Le Conseil de l'Europe a toutefois estimé nécessaire de révoquer ce privilège dans le contexte des investigations entourant les liens présumés de Jagland avec le criminel sexuel Jeffrey Epstein. La levée d'immunité a été votée par les membres de l'assemblée parlementaire du Conseil, marquant une étape significative dans cette affaire judiciaire internationale.
Des accusations de corruption aggravée en perspective
L'ancien Premier ministre norvégien, qui a dirigé son pays de 1996 à 1997 et reçu le prix Nobel de la paix en 2008, pourrait désormais être inquiété pour des faits de "corruption aggravée". Les autorités judiciaires examinent activement la nature et l'étendue de ses relations avec Jeffrey Epstein, le financier américain condamné pour trafic sexuel et décédé en prison en 2019.
Les investigations préliminaires suggèrent que ces liens pourraient remonter à plusieurs années et impliquer des échanges financiers ou des faveurs suspectes. La qualification de "corruption aggravée" indique que les faits reprochés seraient particulièrement graves, pouvant inclure des abus de fonction ou des détournements de fonds substantiels.
Implications internationales et réactions politiques
Cette décision du Conseil de l'Europe intervient dans un contexte de pressions croissantes pour faire la lumière sur l'étendue du réseau d'Epstein et ses connexions avec des personnalités influentes à travers le monde. L'institution strasbourgeoise, qui compte 46 États membres et promeut les droits de l'homme, la démocratie et l'État de droit, se trouve ainsi confrontée à un dilemme éthique majeur.
La levée d'immunité de Jagland constitue un précédent notable pour une organisation internationale habituée à protéger ses hauts dirigeants.

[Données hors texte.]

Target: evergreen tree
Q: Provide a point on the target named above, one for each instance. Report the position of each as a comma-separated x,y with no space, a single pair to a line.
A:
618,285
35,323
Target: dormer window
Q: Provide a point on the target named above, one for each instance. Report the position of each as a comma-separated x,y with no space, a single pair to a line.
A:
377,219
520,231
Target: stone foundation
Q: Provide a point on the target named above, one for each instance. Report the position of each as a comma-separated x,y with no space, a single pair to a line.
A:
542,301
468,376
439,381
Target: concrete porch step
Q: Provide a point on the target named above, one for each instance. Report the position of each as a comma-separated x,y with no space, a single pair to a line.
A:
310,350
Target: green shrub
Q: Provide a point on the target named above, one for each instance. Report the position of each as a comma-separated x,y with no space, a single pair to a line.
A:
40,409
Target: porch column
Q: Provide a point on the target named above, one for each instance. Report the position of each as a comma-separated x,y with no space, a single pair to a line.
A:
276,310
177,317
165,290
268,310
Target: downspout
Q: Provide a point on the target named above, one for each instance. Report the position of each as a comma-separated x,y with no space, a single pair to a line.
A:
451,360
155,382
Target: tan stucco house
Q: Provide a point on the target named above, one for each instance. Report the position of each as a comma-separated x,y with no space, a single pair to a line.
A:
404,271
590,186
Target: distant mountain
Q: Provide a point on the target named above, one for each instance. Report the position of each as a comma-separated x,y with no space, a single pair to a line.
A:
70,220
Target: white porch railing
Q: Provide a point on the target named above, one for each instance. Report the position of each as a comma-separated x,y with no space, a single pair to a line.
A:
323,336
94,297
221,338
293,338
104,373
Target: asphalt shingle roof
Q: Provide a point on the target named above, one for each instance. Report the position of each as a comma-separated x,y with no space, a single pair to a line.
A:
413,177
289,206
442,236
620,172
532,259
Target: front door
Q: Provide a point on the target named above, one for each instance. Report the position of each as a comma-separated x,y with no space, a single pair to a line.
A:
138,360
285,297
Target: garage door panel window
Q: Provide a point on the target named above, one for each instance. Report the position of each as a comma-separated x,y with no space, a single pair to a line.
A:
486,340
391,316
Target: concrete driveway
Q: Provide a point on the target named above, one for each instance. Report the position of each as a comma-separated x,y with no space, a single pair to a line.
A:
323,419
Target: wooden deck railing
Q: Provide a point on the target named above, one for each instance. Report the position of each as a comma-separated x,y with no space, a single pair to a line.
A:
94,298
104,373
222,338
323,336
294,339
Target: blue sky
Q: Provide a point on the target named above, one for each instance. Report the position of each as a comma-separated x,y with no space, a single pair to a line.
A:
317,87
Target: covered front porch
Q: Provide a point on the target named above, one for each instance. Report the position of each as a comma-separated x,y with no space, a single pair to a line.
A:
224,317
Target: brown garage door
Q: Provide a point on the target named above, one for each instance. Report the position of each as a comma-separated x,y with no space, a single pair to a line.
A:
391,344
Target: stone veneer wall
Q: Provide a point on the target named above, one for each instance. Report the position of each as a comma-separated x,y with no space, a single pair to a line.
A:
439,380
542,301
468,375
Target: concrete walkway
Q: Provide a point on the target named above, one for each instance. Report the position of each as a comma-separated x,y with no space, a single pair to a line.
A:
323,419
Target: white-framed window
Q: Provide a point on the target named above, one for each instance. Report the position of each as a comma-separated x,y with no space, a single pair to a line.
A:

Elle démontre une volonté de transparence et de coopération avec les systèmes judiciaires nationaux, même lorsque cela concerne d'anciens responsables de premier plan.
En Norvège, cette affaire suscite des débats politiques intenses sur l'héritage de Jagland et les standards éthiques attendus des anciens dirigeants nationaux. Les autorités judiciaires norvégiennes pourraient désormais engager des procédures formelles contre leur ancien Premier ministre, sous réserve des éléments de preuve rassemblés par les enquêteurs internationaux.